O linguista Noam Chomsky (1957/1999) propôs que Existe um período limite para aprender uma língua naturalmente. Esse período é de três anos e uma vez passado sem que a criança aprenda uma língua, não conseguirá desenvolver as estruturas cerebrais necessárias para aprendê-la. Enquanto você pode aprender palavras, o comando completo da linguagem exigirá esforço extraordinário.

Como Chomsky propõe, no nascimento, temos estruturas cerebrais inatas. Essas estruturas que foram formadas evolutivamente são pré-programadas para desenvolver certos comportamentos ou ações, como falar. No entanto, se essas estruturas não receberem os estímulos necessários para que possam concluir seu desenvolvimento antes de um determinado momento, elas deixarão de ser úteis e não alcançarão seu propósito. Além disso, é necessário que o desenvolvimento dessas estruturas ocorra ao mesmo tempo que o de outras estruturas cerebrais.

As "crianças selvagens" fora da tela

A imagem de Mowgli, o filho da selva criada pelo escritor Rudyard Kipling (1894), não corresponde à realidade das "crianças selvagens", assim como não podemos tomar Tarzan como referência. As privações sofridas por essas crianças não as transformam em revolucionárias quando entram na sociedade.

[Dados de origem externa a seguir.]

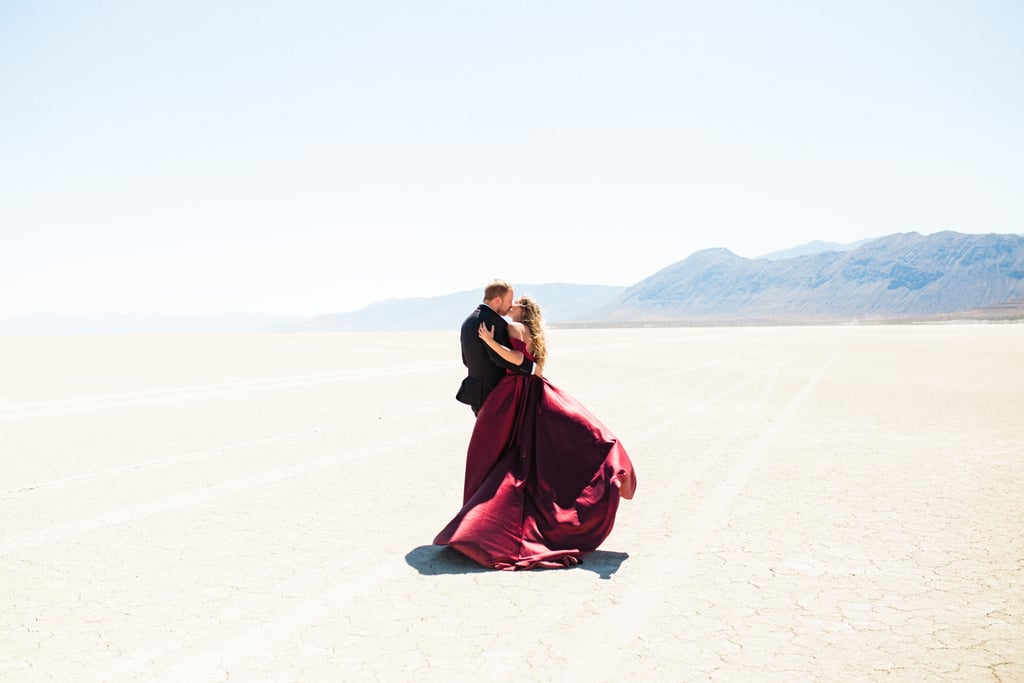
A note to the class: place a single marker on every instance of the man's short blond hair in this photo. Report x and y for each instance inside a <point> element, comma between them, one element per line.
<point>496,288</point>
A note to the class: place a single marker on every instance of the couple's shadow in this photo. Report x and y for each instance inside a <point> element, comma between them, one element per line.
<point>436,560</point>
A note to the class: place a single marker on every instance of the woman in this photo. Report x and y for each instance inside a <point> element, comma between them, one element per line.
<point>544,476</point>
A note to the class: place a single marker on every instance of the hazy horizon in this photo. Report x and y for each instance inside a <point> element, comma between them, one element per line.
<point>320,158</point>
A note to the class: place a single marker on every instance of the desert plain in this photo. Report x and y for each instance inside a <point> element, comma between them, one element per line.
<point>840,503</point>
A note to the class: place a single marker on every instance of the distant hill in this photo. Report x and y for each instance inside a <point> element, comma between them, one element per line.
<point>811,248</point>
<point>899,275</point>
<point>905,276</point>
<point>558,301</point>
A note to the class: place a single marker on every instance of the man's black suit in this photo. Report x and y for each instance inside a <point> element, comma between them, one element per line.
<point>485,368</point>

As perspectivas futuras de "crianças selvagens" geralmente não são boas. Depois de terem sido privados de estímulos e experiências comuns à espécie humana, passarão por períodos críticos para desenvolver certas habilidades, como a linguagem, que não poderão retornar ou recuperar depois..

"Para que todos juntos, trabalhadores, estudantes, homens de todas as ideologias, de todas as religiões, com nossas diferenças lógicas, possamos nos unir para construir uma sociedade mais justa, onde o homem não é o lobo do homem, mas seu parceiro e irmão "

-Agustín Tosco-

Essas deficiências ou falta de habilidades são precedidas pela falta de estímulos e reforço para o desenvolvimento dessas. Como dissemos, a privação, em um estágio crítico, pode impedir o pleno desenvolvimento de habilidades como a linguagem ou a memória espacial. Tudo isso, juntamente com a dificuldade que os terapeutas têm para seu tratamento, dificulta a educação e a reintegração..

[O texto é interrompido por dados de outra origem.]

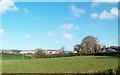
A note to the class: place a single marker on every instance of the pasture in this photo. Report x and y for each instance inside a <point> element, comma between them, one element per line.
<point>76,64</point>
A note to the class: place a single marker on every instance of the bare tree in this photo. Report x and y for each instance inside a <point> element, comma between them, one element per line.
<point>90,44</point>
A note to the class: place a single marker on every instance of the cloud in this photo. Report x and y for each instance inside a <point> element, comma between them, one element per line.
<point>96,3</point>
<point>105,0</point>
<point>28,36</point>
<point>57,42</point>
<point>105,14</point>
<point>7,5</point>
<point>50,33</point>
<point>25,10</point>
<point>76,11</point>
<point>2,32</point>
<point>94,15</point>
<point>69,27</point>
<point>68,36</point>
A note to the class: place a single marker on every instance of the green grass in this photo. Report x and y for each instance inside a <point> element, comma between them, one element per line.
<point>11,56</point>
<point>60,65</point>
<point>6,56</point>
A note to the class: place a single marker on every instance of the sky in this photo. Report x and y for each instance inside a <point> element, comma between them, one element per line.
<point>52,25</point>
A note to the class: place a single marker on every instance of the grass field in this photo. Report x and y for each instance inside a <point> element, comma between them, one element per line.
<point>60,65</point>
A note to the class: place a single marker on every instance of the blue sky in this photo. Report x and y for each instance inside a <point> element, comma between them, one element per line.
<point>51,25</point>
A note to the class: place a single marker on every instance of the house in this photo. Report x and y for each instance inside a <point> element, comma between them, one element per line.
<point>52,51</point>
<point>28,51</point>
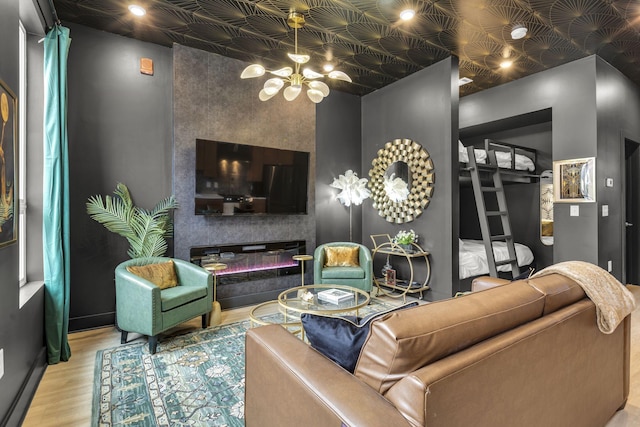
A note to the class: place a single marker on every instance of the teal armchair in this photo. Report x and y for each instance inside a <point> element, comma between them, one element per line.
<point>360,276</point>
<point>144,308</point>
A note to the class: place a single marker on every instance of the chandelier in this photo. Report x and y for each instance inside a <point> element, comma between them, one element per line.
<point>316,89</point>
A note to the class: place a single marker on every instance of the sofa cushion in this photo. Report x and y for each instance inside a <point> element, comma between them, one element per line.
<point>341,256</point>
<point>340,338</point>
<point>163,274</point>
<point>560,291</point>
<point>342,273</point>
<point>405,341</point>
<point>180,295</point>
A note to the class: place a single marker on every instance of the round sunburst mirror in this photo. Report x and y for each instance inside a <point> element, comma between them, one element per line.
<point>401,180</point>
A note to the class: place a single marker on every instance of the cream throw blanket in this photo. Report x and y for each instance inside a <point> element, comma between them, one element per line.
<point>612,299</point>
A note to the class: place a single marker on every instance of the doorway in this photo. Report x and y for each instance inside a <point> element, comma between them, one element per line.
<point>631,235</point>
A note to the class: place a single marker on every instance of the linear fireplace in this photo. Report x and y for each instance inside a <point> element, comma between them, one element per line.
<point>251,261</point>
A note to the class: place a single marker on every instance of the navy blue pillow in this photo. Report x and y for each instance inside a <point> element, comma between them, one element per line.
<point>340,338</point>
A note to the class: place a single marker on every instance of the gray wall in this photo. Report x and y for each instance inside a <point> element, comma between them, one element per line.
<point>591,104</point>
<point>338,149</point>
<point>422,107</point>
<point>120,130</point>
<point>212,102</point>
<point>21,329</point>
<point>618,107</point>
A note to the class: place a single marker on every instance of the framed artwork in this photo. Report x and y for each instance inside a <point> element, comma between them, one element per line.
<point>390,277</point>
<point>8,173</point>
<point>574,180</point>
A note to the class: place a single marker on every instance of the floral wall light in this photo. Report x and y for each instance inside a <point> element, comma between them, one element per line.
<point>354,192</point>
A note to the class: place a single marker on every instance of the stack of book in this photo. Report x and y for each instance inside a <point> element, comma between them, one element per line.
<point>335,296</point>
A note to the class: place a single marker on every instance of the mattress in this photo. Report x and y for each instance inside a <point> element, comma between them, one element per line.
<point>503,158</point>
<point>473,258</point>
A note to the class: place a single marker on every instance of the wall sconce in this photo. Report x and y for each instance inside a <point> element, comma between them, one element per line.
<point>354,192</point>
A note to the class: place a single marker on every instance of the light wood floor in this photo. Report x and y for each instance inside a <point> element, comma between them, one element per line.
<point>65,392</point>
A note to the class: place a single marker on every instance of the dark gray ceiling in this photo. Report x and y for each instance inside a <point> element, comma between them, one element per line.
<point>366,39</point>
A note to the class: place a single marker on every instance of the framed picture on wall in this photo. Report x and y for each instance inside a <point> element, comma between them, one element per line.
<point>574,180</point>
<point>8,173</point>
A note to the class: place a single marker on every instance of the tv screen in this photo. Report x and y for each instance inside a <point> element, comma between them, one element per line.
<point>236,179</point>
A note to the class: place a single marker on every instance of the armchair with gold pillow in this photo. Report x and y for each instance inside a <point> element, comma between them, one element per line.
<point>343,263</point>
<point>157,293</point>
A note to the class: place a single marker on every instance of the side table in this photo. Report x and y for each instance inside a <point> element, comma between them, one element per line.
<point>302,258</point>
<point>215,318</point>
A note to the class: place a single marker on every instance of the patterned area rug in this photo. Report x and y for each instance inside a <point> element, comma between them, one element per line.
<point>196,379</point>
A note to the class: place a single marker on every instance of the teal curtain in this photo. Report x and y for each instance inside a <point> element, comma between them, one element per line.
<point>55,232</point>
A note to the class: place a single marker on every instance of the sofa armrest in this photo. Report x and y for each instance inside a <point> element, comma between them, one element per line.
<point>289,383</point>
<point>487,282</point>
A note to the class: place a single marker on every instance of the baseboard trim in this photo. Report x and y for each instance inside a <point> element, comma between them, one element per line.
<point>94,321</point>
<point>251,299</point>
<point>20,405</point>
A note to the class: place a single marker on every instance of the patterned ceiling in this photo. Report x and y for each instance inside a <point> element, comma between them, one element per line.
<point>367,40</point>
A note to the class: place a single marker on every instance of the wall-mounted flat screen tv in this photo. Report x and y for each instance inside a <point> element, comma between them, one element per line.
<point>237,179</point>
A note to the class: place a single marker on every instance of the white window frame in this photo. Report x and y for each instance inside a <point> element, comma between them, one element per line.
<point>22,156</point>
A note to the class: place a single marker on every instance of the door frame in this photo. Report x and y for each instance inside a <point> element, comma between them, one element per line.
<point>624,136</point>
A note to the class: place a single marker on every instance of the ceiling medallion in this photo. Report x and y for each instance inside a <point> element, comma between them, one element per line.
<point>317,90</point>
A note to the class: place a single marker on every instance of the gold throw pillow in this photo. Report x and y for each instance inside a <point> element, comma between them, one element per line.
<point>341,256</point>
<point>162,275</point>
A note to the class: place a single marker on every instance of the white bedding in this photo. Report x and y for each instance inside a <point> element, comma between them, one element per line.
<point>473,258</point>
<point>503,158</point>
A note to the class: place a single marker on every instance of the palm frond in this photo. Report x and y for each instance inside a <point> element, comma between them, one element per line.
<point>144,230</point>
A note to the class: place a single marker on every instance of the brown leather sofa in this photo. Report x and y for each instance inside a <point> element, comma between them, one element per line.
<point>525,354</point>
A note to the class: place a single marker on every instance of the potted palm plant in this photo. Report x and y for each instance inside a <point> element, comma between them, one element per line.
<point>145,230</point>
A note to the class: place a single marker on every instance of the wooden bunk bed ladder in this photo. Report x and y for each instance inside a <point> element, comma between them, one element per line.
<point>481,190</point>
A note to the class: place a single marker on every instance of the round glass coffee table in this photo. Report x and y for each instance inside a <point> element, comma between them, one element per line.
<point>308,299</point>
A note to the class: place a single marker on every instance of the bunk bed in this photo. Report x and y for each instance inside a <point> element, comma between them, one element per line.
<point>516,165</point>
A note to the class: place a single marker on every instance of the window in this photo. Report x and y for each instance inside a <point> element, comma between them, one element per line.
<point>22,151</point>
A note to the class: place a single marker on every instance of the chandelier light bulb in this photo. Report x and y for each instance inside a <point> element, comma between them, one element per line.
<point>292,92</point>
<point>254,70</point>
<point>293,76</point>
<point>518,31</point>
<point>315,95</point>
<point>265,96</point>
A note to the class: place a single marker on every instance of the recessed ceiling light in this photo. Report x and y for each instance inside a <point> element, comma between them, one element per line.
<point>137,10</point>
<point>407,14</point>
<point>518,31</point>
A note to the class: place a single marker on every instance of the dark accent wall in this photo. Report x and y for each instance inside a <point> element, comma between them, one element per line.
<point>422,107</point>
<point>21,330</point>
<point>591,103</point>
<point>338,149</point>
<point>212,102</point>
<point>120,128</point>
<point>618,110</point>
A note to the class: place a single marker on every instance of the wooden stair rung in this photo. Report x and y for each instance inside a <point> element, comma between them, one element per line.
<point>506,261</point>
<point>490,189</point>
<point>501,237</point>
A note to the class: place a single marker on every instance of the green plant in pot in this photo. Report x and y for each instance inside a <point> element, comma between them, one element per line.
<point>145,230</point>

Uma das piores conseqüências para essas "crianças selvagens" é que sua expectativa de vida é muito curta. Essas crianças podem não ter sido preparadas para a sociedade, assim como a sociedade pode não ter sido preparada para elas. Neste sentido, o debate sobre a bondade e a maldade do ser humano e sobre o caráter controlador ou perversor da sociedade é aberto..

Bibliografia

Singh, J. A. L. e Zingg, R. M. (1966). Crianças de lobo e homem feroz. Mishawaka: Corda de sapato Pr Inc.

Chomsky, N. (1957/1999). Estruturas sintáticas. Buenos Aires: Siglo XXI.

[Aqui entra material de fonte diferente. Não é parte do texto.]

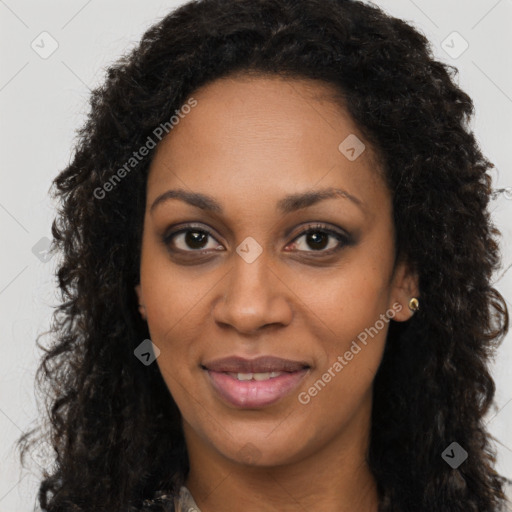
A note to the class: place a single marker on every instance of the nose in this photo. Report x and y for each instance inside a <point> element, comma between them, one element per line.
<point>253,297</point>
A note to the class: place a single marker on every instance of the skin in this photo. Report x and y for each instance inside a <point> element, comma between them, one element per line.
<point>249,142</point>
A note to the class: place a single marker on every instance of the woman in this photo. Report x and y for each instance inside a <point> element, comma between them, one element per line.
<point>276,273</point>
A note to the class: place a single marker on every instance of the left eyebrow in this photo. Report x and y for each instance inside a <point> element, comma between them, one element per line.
<point>285,205</point>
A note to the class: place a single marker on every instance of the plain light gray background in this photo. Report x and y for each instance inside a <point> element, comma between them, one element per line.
<point>44,100</point>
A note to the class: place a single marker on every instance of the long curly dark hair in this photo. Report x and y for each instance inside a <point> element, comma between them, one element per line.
<point>112,423</point>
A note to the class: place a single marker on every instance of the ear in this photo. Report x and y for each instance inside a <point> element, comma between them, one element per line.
<point>142,306</point>
<point>404,287</point>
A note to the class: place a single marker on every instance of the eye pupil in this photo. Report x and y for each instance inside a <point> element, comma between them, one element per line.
<point>195,239</point>
<point>316,237</point>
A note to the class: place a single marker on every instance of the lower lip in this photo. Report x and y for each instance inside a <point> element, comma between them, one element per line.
<point>250,394</point>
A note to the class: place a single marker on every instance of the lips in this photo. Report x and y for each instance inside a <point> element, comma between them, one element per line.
<point>254,383</point>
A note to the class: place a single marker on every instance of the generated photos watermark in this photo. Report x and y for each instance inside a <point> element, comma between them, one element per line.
<point>343,360</point>
<point>137,156</point>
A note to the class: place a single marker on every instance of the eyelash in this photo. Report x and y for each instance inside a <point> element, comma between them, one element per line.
<point>342,238</point>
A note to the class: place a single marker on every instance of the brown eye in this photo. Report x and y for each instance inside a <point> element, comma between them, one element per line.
<point>191,240</point>
<point>320,239</point>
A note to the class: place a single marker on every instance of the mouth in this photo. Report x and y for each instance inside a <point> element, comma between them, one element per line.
<point>254,383</point>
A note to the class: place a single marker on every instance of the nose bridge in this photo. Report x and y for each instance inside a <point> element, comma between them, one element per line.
<point>252,297</point>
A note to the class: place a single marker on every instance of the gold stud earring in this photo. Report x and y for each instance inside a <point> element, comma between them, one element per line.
<point>414,304</point>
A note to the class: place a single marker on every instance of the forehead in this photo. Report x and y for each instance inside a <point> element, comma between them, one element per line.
<point>265,136</point>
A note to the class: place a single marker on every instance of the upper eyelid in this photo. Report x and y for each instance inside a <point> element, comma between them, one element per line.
<point>308,227</point>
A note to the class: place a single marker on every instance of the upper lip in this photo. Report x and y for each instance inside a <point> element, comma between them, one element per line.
<point>262,364</point>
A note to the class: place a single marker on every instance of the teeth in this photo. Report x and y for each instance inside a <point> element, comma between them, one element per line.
<point>255,376</point>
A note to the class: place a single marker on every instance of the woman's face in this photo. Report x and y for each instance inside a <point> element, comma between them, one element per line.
<point>269,337</point>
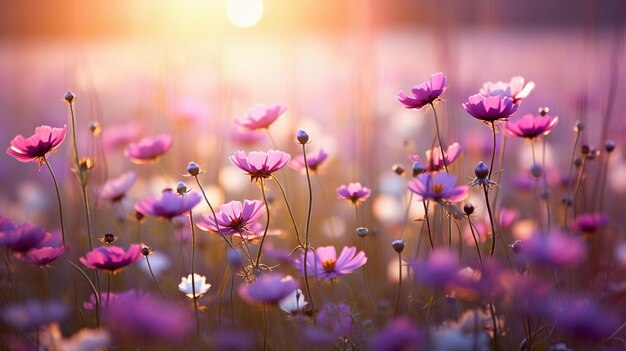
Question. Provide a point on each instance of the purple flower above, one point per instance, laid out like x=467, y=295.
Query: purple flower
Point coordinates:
x=260, y=116
x=314, y=160
x=148, y=150
x=115, y=189
x=34, y=148
x=324, y=263
x=25, y=237
x=439, y=186
x=590, y=222
x=491, y=108
x=515, y=89
x=425, y=93
x=169, y=204
x=234, y=217
x=353, y=192
x=270, y=288
x=258, y=164
x=111, y=258
x=530, y=126
x=399, y=335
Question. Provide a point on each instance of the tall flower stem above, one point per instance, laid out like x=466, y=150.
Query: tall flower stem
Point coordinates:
x=443, y=157
x=307, y=243
x=56, y=188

O País (2007). A última garota selvagem. Encontrado em: https://elpais.com/sociedad/2007/01/19/actualidad/1169161205_850215.html

Janer Manila, G. (1976). O problema educacional das crianças da selva: o caso de "Marcos". Encontrado em: http://www.raco.cat/index.php/AnuarioPsicologia/article/viewFile/64461/88142

Gardner, H. (2010). Inteligência reformulada: inteligências múltiplas no século XXI. Barcelona: Paidós.

Hobbes, T. (1588/2010). Leviatã. Edição revisada, eds. A.P. Martinich e Brian Battiste. Peterborough, ON: Broadview Press.

Itard, J. M. G. (1801). A educação de um homem ou mulher ou os seus primeiros alunos desenvolvem-se em física e mentalidade de jeuneççç sauvage de l'Aveyron. Paris: Goujon.

Itard, J. M. G. (2012) A criança selvagem. Barcelona: Artefakte.

Kipling, R. (1894). O livro da selva. Reino Unido: Macmillan Publishers.

McCrone, J. (1994). Crianças de lobo e a mente bifold. Em J. McCrone (Ed.), O mito da irracionalidade: A ciência da mente de Platão a Jornada nas Estrelas. Nova Iorque: Carroll & Graf Pub.

Reynolds, C.R., Fletcher-Janzen, E. (2004). Enciclopédia concisa de educação especial: Uma referência para a educação dos deficientes e outras crianças e adultos excepcionais. Hoboken, NJ: John Wiley & Sons, pp. 428-429.

Rousseau, J.-J, (1896). Du contrat social (O contrato social). Paris: Felix Alcan.

Rymer, R. (1999). Genie: uma tragédia científica. Reino Unido: Harper Paperbacks.